Potrebbe essere questa la morale di Biancaneve e il Cacciatore, ennesima trasposizione della strapazzata favola Grimm. Rilettura in chiave dark fantasy in cui la regina Ravenna avrebbe meritato spazio nel titolo forse più di Biancaneve stessa. L’interpretazione della Theron arricchisce il personaggio di un vissuto traumatico che ne spiega (ma non ne giustifica) l’isteria e la dipendenza. È una questione di classi, di generi, un pregiudizio nato da bambina: gli uomini sfruttano le donne per il loro aspetto; una volta invecchiate vengono trattate come mele marce.
In questo delirio di (im)potenza Biancaneve le si oppone perfettamente. Spirito puro, animo immacolato, rappresentazione del bene inconsapevole e spontaneo. Chiude il trio, un cacciatore iracondo dal cuore nobile, caduto in disgrazia dopo la morte della moglie di cui si sente colpevole.
I caratteri dei personaggi vengono messi in campo, ma delineati a metà e sviluppati banalmente. Biancaneve e il Cacciatore non è un brutto film, ma come la sua protagonista, pecca di convinzione, non rischia, rimane piuttosto passivo nel guardare che l’azione proceda senza intervenire con il carisma necessario.
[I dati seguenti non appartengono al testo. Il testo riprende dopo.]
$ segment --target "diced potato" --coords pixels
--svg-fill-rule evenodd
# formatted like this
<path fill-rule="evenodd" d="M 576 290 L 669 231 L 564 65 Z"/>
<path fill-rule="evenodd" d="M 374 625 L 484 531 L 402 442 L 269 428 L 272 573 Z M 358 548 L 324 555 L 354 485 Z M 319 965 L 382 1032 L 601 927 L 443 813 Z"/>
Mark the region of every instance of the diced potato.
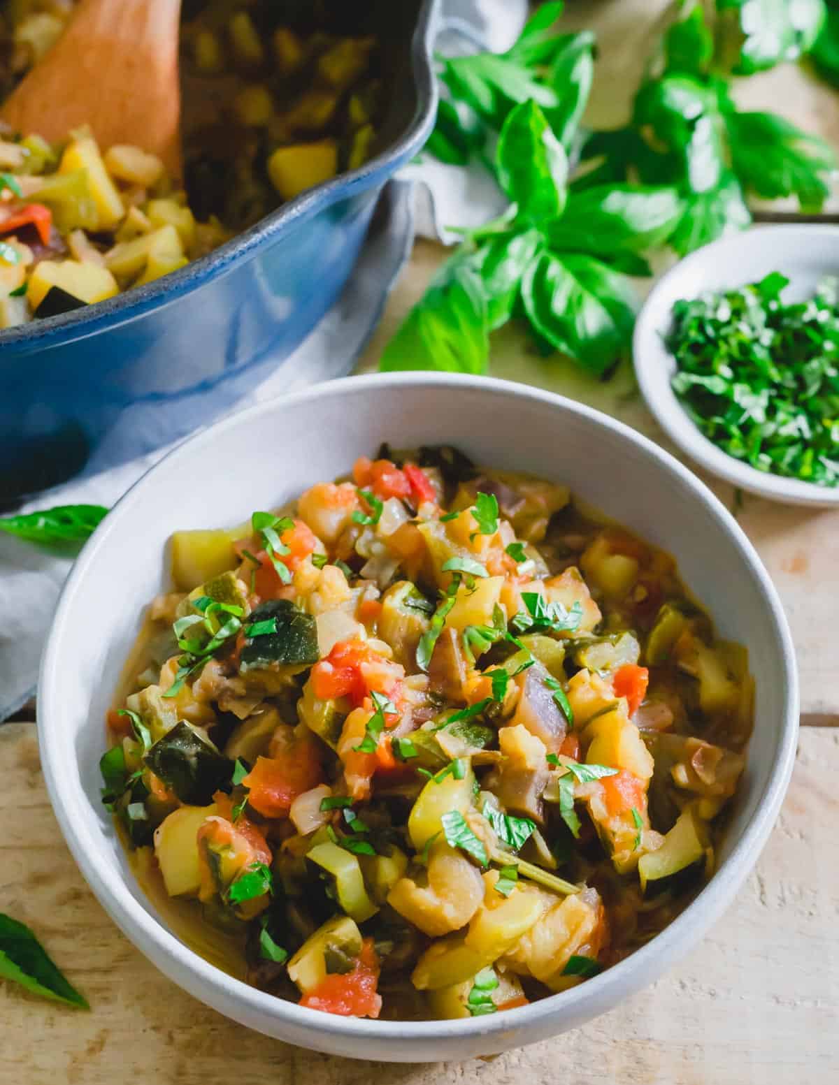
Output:
<path fill-rule="evenodd" d="M 190 250 L 195 241 L 195 216 L 177 201 L 150 200 L 145 214 L 153 227 L 160 229 L 162 226 L 174 226 L 178 231 L 178 237 L 185 250 Z"/>
<path fill-rule="evenodd" d="M 361 952 L 361 932 L 348 916 L 328 919 L 310 935 L 289 961 L 289 979 L 301 994 L 314 991 L 327 976 L 327 956 L 357 957 Z"/>
<path fill-rule="evenodd" d="M 623 768 L 641 780 L 651 778 L 652 754 L 623 706 L 593 719 L 585 729 L 583 741 L 589 743 L 586 752 L 589 765 Z"/>
<path fill-rule="evenodd" d="M 144 270 L 152 253 L 170 257 L 183 255 L 183 246 L 174 226 L 162 226 L 134 241 L 118 242 L 105 253 L 105 265 L 118 279 L 127 282 Z"/>
<path fill-rule="evenodd" d="M 548 602 L 561 603 L 565 610 L 571 610 L 574 603 L 580 603 L 583 610 L 580 625 L 572 631 L 563 633 L 564 637 L 579 637 L 582 634 L 590 633 L 602 617 L 600 608 L 588 591 L 588 585 L 583 579 L 580 570 L 573 565 L 567 569 L 561 576 L 552 576 L 545 580 L 545 596 Z"/>
<path fill-rule="evenodd" d="M 230 18 L 228 29 L 237 61 L 244 67 L 258 67 L 265 60 L 265 49 L 247 12 L 237 12 Z"/>
<path fill-rule="evenodd" d="M 408 835 L 417 852 L 421 852 L 428 841 L 443 829 L 442 817 L 449 810 L 466 814 L 472 805 L 471 766 L 458 780 L 456 776 L 429 780 L 420 791 L 408 817 Z"/>
<path fill-rule="evenodd" d="M 163 177 L 163 163 L 157 155 L 131 143 L 115 143 L 109 148 L 104 163 L 112 177 L 147 189 Z"/>
<path fill-rule="evenodd" d="M 119 293 L 116 279 L 107 268 L 78 260 L 41 260 L 29 276 L 26 297 L 37 309 L 51 286 L 59 286 L 74 297 L 92 305 Z"/>
<path fill-rule="evenodd" d="M 76 169 L 87 170 L 90 194 L 99 213 L 100 229 L 112 229 L 125 215 L 125 207 L 92 136 L 74 139 L 61 156 L 60 174 L 69 174 Z"/>
<path fill-rule="evenodd" d="M 274 116 L 274 98 L 262 84 L 242 87 L 233 99 L 233 108 L 246 128 L 264 128 Z"/>
<path fill-rule="evenodd" d="M 219 576 L 239 564 L 233 542 L 251 534 L 250 524 L 218 531 L 175 532 L 171 536 L 171 577 L 180 591 Z"/>
<path fill-rule="evenodd" d="M 483 895 L 475 867 L 445 841 L 436 840 L 429 856 L 428 885 L 401 878 L 387 894 L 387 904 L 423 933 L 440 937 L 465 927 Z"/>
<path fill-rule="evenodd" d="M 461 584 L 455 605 L 448 612 L 446 625 L 462 633 L 468 625 L 492 625 L 493 612 L 498 605 L 504 587 L 503 576 L 475 579 L 474 590 Z"/>
<path fill-rule="evenodd" d="M 181 806 L 154 833 L 154 854 L 169 896 L 195 896 L 201 884 L 198 831 L 218 813 L 211 806 Z"/>
<path fill-rule="evenodd" d="M 338 144 L 333 139 L 280 146 L 268 158 L 268 176 L 283 200 L 293 200 L 336 173 Z"/>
I personaggi che si aggirano attorno a lei rendono il film godibile (gli autoironici nani “svettano” su tutti) grazie anche ad una fotografia e ad un’ambientazione coinvolgente. Ma a questa Biancaneve manca la portata epica del racconto di formazione. Più che pallida, questa principessa è incolore.
A questo film manca il coraggio di trovare un percorso rappresentativo proprio. Qui tutto ha il retrogusto del già visto. Colate di latte e di oro simili a spot già noti a Charlize, sangue e mele che richiamano il lessico di Twilight, asce impugnate come martelli dal Thor che fu, inseguimenti tra i boschi cari al Signore degli Anelli, creauture oscure trovate in Harry Potter e mitologiche (il cervo sacro come Aslan) viste ne Le cronache di Narnia.
E allora qual è la più bella tra le trame? Non questa. A volte cercando di prendere il meglio dagli altri si perde il proprio percorso e si diventa banali. Quasi accidiosi. È questo è un peccato per la vecchia signora Hollywood che troppo spesso si specchia dentro altre storie e la cui morale è, infine, “vivere felici e contanti”.